И впрямь, чего это он так переполошился? Если Муха что-то трепанул, то за ним бы уже приехали. Сколько тут ехать! А уже… да, уже вон сколько прошло! — с облегчением заметил он. И вообще, кто ему сказал, что Муху замели менты? Это он сам себе сказал, идиот! Какие там могли быть в девять часов утра, в воскресенье, менты! Откуда? Что они там делали? За Мухой, что ли, следили? Тоже мне наркобарон, Виталик Мухин! Подумаешь, мужик какой-то за этим отморозком погнался! Да Муха всем по городу должен и никому не отдает, наверняка мужик этот его как раз и увидел… Или сосед — Муха как-то рассказывал, какие у него соседи сволочи, даже жратву друг от друга по комнатам прячут. Ну и сам Муха, между нами говоря, тоже еще тот подарочек…
Рассуждая в таком духе, он быстро собирал вещи и время от времени осторожно выглядывал в окно. Но во дворе по-прежнему было тихо, его машина безмятежно сияла на солнце, сияла и лужа, в которой отражались белые облака. Мокрый голубь куда-то ушел или, может быть, улетел. Он собрал две сумки: одну — для жизни на даче, другую — если удастся куда-нибудь уехать. Хорошо бы, где потеплее. Здесь весна никак не наступает, а ему вдруг до смерти захотелось теплого моря, жаркого солнца… Лечь на солнышке, закрыть глаза… Чтобы никого, никого не было рядом… Чтобы никого — ни Лины, ни этой Соболевой, ни Мухи… Пошли они все…

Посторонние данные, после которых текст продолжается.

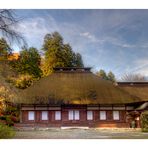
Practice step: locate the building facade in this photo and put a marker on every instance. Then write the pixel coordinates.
(110, 106)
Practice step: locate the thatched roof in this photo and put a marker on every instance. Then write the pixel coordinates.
(75, 87)
(137, 89)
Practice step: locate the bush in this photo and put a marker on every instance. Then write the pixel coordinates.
(144, 121)
(6, 132)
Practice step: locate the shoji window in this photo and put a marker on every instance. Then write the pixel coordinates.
(116, 115)
(76, 115)
(31, 115)
(73, 115)
(57, 115)
(44, 115)
(89, 115)
(102, 115)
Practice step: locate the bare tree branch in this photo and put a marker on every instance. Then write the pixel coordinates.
(8, 23)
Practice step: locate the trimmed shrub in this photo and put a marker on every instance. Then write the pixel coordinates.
(144, 121)
(6, 132)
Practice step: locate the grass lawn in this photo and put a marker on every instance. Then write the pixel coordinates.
(58, 133)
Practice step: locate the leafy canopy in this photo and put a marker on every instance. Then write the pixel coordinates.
(58, 54)
(110, 76)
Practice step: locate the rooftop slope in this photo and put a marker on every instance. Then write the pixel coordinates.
(138, 91)
(75, 88)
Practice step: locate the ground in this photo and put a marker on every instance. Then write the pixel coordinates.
(56, 133)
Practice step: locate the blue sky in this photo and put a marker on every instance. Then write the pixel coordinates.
(115, 40)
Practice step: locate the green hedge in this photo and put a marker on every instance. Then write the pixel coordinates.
(144, 121)
(6, 132)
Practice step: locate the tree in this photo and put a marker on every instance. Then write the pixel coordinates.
(8, 22)
(133, 78)
(29, 62)
(111, 77)
(102, 74)
(4, 48)
(58, 54)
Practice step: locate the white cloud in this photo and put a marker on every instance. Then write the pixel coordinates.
(91, 37)
(141, 66)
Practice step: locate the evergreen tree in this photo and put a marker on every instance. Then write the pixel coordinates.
(29, 62)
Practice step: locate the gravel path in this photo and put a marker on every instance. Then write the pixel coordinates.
(80, 134)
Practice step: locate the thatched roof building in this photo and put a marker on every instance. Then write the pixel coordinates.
(78, 86)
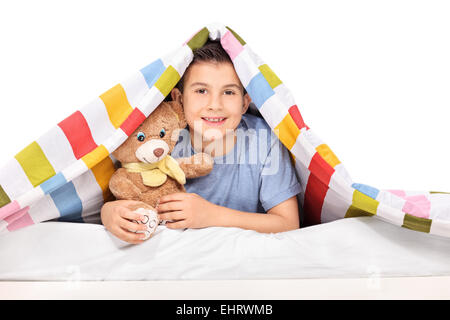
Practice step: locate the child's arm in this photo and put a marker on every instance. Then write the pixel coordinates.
(189, 210)
(282, 217)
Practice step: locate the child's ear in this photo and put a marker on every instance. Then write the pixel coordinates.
(178, 109)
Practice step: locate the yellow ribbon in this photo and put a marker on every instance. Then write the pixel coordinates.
(155, 174)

Он отправился в ванную за туалетными принадлежностями, по пути еще раз машинально глянув в окно и не обнаружив там ничего нового. Да, дурак он, что не остановился. Может, Муха какую-нибудь мелочевку задолжал, может, он с Соболевой все как надо сделал? Может, не стоит пока никуда ехать, подождать — если с Соболевой все выгорело, то Муха непременно припрется за обещанной платой. «А может, он к Соболевой и вовсе не пошел, а проваландался где-нибудь, — пришла ему в голову неожиданная, но весьма логичная мысль, — а мне скажет, что все сделал. И потребует платы». А он, как лох последний, купится на эту байку! Как это ему сразу в голову не пришло? Муху же сто раз проверить нужно, прежде чем расплачиваться! Наркошам вообще ни в чем нельзя верить…

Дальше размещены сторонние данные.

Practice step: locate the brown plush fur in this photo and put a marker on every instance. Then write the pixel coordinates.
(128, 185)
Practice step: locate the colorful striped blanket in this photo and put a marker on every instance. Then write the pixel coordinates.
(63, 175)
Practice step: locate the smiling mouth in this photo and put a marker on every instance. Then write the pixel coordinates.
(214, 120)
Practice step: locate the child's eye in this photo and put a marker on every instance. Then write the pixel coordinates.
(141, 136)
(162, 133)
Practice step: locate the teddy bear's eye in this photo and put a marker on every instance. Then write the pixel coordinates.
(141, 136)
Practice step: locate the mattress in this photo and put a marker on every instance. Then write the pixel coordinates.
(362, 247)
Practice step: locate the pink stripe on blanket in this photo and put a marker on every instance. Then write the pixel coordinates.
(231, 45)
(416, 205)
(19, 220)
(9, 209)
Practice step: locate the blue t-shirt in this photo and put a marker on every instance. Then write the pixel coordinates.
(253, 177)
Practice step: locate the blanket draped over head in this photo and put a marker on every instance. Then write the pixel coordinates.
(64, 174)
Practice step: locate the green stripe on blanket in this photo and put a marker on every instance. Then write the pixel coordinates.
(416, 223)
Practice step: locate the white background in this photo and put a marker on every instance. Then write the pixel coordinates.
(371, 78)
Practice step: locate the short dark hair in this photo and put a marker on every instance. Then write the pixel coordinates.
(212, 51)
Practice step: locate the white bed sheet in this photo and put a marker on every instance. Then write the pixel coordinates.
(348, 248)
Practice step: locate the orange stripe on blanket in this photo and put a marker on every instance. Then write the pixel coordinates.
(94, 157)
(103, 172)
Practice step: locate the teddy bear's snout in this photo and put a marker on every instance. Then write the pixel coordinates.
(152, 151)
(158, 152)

Он потянулся к телефонной трубке, чтобы позвонить, — телефон-то она в конце концов дала. Вдруг она дома, жива-здорова, ждет его как ни в чем не бывало? Удивится, почему он за ней не приехал. Но звонить было почему-то очень страшно. Он обругал себя тряпкой и набрал ее номер. С замиранием сердца на каждом гудке ждал — вот, сейчас она возьмет трубку… Сейчас… Сейчас… Но гудки все шли и шли — долгие, далекие, равнодушные. Наконец он нажал отбой. Или она жива и ушла из дому, или?.. «Ничего нет хуже неопределенности, — с внезапно нахлынувшей злобой подумал он. — Надо было остановиться! Надо было все узнать у этого полудурка сразу!» А теперь он по вине этой скотины вынужден бегать, как заяц.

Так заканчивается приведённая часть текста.